Suspense builds over State of the Union

The gay suspense continues to build over tonight’s State of the Union Address, which begins at 8 p.m. Dallas time. The question is, will President Barack Obama say anything about repealing “don’t ask, don’t tell,” and if so, what will he say? As Adam Bink notes at Open Left, if Obama merely states that he wants to repeal the 17-year-old ban on openly gay servicemembers, it would be nothing new and should be viewed as a huge disappointment. Instead, Obama needs to say when and how he plans to repeal DADT, and then actually do it. Chris Johnson of DCAgenda, formerly the Washington Blade, offers a nice primer. And then there’s this. Anyone hosting a gay watch party?

—  John Wright

Federal DP bill set for consideration in Senate

D.C. Agenda — the new Washington, D.C. LGBT newspaper — reports today that the Senate Homeland Security and Governmental Affairs Committee will consider a bill to provide domestic partner benefits to the same-sex partners of federal employees next Wednesday morning, Dec. 16.

The Domestic Partnership Benefits and Obligations Act is sponsored by Sen. Joe Lieberman, the Connectict independent who also chairs the committee that will consider amendments to the measure before voting on whether to send it to the Senate floor.

In the House, the Oversight and Government Relations Committee voted 23-12 last month to send its version of the DP bill to the floor for a vote, the D.C. Agenda notes. That bill is sponsored by lesbian Rep. Tammy Baldwin and has 138 co-sponsors.

—  admin

All 3 newspapers shut down by Window Media are re-emerging under new ownership

Eight days ago we learned that Window Media had abruptly shut down LGBT publications including the Washington Blade, Atlanta’s Southern Voice and The South Florida Blade. Miraculously, the employees at The Washington Blade managed to put together a new publication in just one week, and the first issue of DC Agenda hit the streets last Friday. Meanwhile, editor Dan Renzi says the South Florida Blade and its sister publication, 411 Magazine, barely missed a beat because they had long anticipated the collapse of Window Media. The South Florida publications have also relaunched under a new owner, Multimedia Platforms. Finally, just today, The Atlanta Journal-Constitution reports that Southern Voice editor Laura Douglas-Brown and the woman who founded the newspaper 21 years ago, Chris Cash, are working to start a new LGBT publication in that city. Cash sold the newspaper to Window Media in 1997 and now lives in Texas. She and Douglas-Brown have received a matching grant of $12,000 to launch the yet-to-be named publication.

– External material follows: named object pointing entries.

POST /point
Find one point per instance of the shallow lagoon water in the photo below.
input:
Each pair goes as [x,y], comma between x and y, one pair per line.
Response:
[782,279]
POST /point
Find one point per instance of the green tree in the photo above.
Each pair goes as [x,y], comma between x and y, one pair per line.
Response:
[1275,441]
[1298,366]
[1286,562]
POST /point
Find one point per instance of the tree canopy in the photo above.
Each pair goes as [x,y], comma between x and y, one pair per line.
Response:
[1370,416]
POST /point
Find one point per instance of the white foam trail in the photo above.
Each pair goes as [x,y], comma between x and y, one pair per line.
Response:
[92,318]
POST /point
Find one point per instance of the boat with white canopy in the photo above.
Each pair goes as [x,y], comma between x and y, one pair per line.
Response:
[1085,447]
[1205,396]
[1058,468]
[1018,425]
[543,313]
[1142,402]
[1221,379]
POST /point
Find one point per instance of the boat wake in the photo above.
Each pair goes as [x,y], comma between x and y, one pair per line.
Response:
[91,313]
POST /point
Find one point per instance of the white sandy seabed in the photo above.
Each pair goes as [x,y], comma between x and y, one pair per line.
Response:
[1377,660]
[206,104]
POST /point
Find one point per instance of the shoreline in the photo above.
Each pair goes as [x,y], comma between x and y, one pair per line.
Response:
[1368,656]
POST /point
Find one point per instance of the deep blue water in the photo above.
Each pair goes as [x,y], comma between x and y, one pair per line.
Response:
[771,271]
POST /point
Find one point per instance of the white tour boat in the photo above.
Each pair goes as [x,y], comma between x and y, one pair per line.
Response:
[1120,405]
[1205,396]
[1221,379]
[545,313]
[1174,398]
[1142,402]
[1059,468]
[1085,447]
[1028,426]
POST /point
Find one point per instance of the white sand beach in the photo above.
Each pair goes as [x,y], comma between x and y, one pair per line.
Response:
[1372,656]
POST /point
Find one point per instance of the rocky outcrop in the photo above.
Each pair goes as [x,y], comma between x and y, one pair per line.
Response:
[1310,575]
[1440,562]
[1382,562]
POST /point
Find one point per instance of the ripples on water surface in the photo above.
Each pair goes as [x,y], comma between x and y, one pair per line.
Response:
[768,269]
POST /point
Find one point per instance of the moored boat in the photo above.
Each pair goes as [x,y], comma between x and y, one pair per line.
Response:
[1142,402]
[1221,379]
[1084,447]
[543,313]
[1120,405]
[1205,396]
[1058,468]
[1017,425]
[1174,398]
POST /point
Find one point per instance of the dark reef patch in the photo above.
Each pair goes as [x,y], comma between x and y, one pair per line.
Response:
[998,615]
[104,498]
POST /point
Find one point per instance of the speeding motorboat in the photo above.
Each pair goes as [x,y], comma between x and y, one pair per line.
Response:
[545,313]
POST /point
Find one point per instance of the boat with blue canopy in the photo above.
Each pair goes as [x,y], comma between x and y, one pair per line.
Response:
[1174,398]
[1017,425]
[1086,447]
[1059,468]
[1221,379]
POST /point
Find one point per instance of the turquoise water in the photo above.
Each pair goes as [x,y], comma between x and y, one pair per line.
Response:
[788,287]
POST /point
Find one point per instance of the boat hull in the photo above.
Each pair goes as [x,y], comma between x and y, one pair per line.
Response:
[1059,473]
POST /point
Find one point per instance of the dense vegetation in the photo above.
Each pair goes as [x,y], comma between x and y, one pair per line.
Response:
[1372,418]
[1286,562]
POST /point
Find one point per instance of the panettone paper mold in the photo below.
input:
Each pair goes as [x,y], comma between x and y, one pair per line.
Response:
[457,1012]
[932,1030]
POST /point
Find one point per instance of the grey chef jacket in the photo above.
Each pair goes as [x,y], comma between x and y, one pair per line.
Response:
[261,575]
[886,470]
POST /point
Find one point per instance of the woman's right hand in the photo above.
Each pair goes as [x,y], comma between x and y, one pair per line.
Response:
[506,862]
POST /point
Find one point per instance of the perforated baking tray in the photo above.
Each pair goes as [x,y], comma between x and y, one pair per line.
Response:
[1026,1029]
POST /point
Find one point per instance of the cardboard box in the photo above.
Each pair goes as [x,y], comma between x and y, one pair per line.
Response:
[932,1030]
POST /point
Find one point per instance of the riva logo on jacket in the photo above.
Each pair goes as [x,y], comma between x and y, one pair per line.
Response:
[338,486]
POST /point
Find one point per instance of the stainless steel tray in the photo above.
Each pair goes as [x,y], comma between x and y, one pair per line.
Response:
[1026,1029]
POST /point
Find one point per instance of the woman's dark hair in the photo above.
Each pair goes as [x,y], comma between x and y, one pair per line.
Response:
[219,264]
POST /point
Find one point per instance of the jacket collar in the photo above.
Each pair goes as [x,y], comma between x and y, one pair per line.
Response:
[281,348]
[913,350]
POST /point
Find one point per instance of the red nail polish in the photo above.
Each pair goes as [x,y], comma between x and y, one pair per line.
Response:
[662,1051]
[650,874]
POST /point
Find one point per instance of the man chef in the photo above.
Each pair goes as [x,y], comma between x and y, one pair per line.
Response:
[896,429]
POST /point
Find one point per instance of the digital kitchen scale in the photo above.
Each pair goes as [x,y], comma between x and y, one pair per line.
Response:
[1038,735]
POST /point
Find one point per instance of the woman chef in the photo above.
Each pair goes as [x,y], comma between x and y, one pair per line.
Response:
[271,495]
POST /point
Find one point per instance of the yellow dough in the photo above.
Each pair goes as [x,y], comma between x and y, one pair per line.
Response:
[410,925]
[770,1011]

All of this is great news for those of us in the gay press and for the LGBT community as a whole, particularly in those cities. At the risk of sounding self-important, I think it’s fair to say that gay newspapers have played and will continue to play a crucial role in the struggle for equality. Besides, if it weren’t for actual reporters, what would bloggers (myself included) have to steal?

—  John Wright

A new paper for D.C.

DC Agenda

When news broke Monday morning that Window Media had closed up shop — and in doing so folded the Washington Blade and Southern Voice among several other LGBT newspapers and magazines — Blade editor Kevin Naff, speaking for the newspaper’s stunned staff, vowed they wouldget another D.C. paper up and running as soon as possible.

And they have.

At 9:30 this morning, E.S.T., the DC Agenda hit the streets, providing “critical coverage of local and national LGBT issues along with much needed community news,” according to a press release. It was hand-distributed by 17 former Blade staff members.

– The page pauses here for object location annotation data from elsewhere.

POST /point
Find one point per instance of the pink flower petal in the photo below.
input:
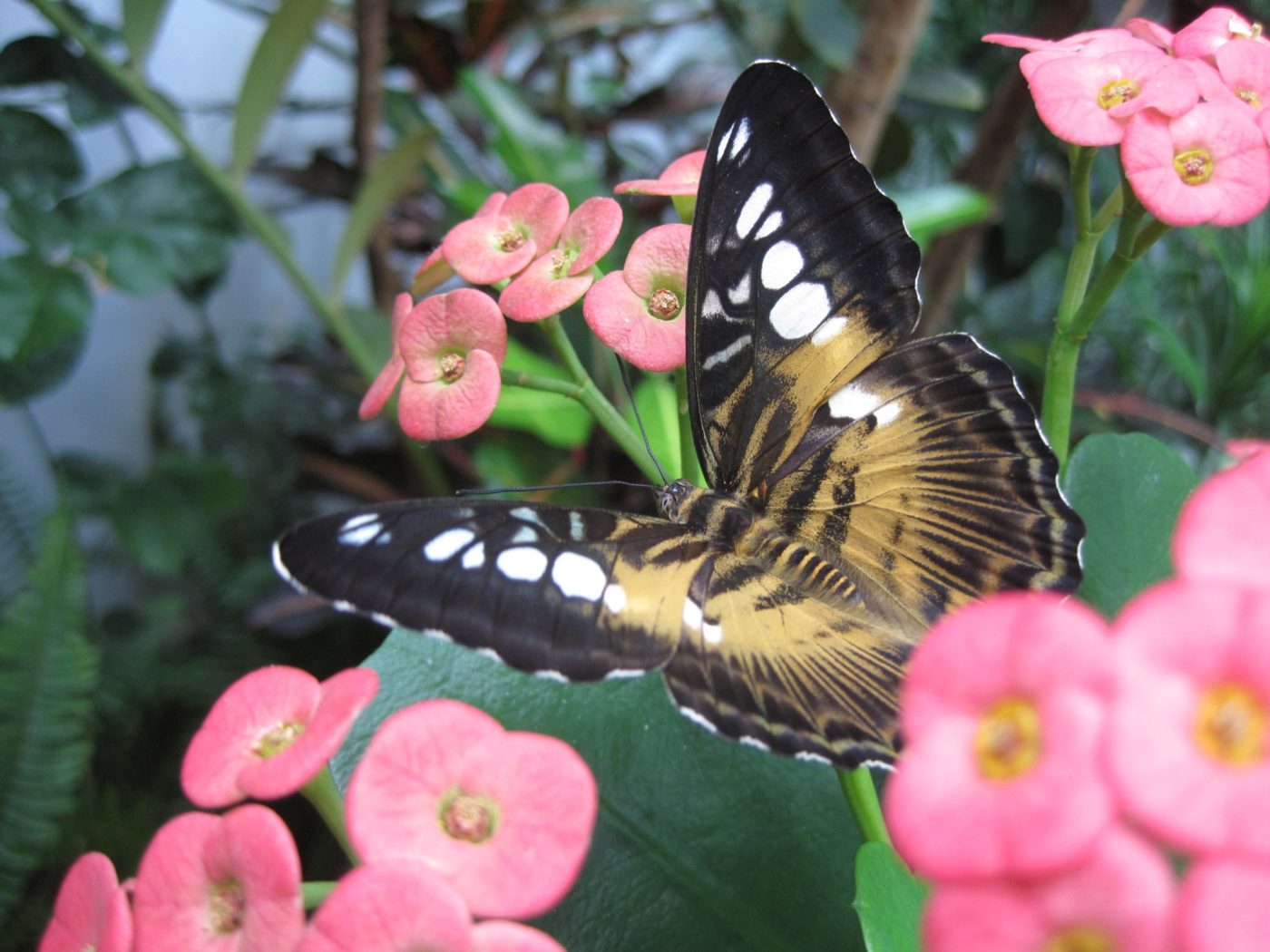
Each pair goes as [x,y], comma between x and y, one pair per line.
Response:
[536,795]
[391,905]
[1225,904]
[216,882]
[1119,897]
[543,288]
[679,178]
[591,231]
[1184,647]
[502,936]
[1225,140]
[92,911]
[270,733]
[1223,529]
[949,818]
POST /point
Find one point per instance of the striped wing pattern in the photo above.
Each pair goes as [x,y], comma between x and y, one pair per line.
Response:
[860,486]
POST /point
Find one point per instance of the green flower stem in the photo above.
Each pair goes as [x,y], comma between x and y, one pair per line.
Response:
[587,393]
[861,795]
[266,230]
[323,793]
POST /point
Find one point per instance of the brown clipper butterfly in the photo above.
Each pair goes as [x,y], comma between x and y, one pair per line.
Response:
[860,485]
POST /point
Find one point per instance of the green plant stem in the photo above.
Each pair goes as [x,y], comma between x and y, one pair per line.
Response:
[587,393]
[861,796]
[323,793]
[264,228]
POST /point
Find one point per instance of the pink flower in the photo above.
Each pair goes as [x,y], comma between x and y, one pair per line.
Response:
[1225,904]
[1002,716]
[505,816]
[1206,167]
[1119,897]
[679,178]
[562,275]
[435,269]
[1190,724]
[1210,31]
[220,882]
[448,348]
[494,245]
[92,910]
[1088,101]
[502,936]
[639,311]
[393,905]
[270,733]
[1223,529]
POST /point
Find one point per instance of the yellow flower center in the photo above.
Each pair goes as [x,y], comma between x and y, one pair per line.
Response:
[1118,92]
[467,816]
[1007,742]
[277,739]
[225,907]
[1194,167]
[664,304]
[1231,725]
[453,367]
[1082,938]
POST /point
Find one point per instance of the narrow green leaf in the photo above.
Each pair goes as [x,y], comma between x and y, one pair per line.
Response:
[1128,488]
[396,174]
[47,678]
[888,900]
[142,22]
[276,56]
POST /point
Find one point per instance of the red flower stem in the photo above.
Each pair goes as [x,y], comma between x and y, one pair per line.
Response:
[861,795]
[324,795]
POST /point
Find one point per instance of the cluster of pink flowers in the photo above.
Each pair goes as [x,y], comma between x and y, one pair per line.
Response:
[450,815]
[1054,763]
[1189,111]
[447,349]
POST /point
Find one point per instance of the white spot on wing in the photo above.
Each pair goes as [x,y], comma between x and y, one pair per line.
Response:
[755,206]
[447,543]
[523,564]
[781,264]
[578,577]
[799,310]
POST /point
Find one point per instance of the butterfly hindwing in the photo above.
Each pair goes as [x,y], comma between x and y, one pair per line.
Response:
[581,593]
[800,275]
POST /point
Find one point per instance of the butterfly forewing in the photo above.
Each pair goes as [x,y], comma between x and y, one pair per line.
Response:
[802,273]
[581,593]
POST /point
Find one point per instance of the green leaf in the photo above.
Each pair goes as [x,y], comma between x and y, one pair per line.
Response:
[37,160]
[44,325]
[152,225]
[929,212]
[888,900]
[701,843]
[1128,488]
[396,174]
[556,421]
[285,38]
[142,21]
[47,678]
[659,410]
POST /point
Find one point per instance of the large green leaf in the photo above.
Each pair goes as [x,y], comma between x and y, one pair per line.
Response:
[288,31]
[47,678]
[1128,488]
[888,899]
[152,225]
[44,324]
[701,844]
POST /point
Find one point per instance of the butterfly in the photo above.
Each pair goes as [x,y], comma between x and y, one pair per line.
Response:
[860,484]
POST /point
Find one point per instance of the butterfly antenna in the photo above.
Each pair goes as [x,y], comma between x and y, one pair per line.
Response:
[643,432]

Publisher of the new paper is Lynne Brown, who was the Blade publisher and had worked for the D.C. institution for more than 23 years, according to the press release. She said: “The power and effectiveness of the Washington Blade did not die with the name. That strength actually came from the spirit and intensity of those who wrote the stories and reached out to the community. It’s those same people who are the backbone of this new venture, a group that is the true definition of grit and resilience.”

Former Blade editor Kevin Naff is now DC Agenda editor. He said the staff has been “buoyed by the outpouring of support from our colleagues, our community, people all over the city and even beyond DC,” and that he expects DC Agenda to “grow and evolve and to eventually include a larger and more diverse group of voices.”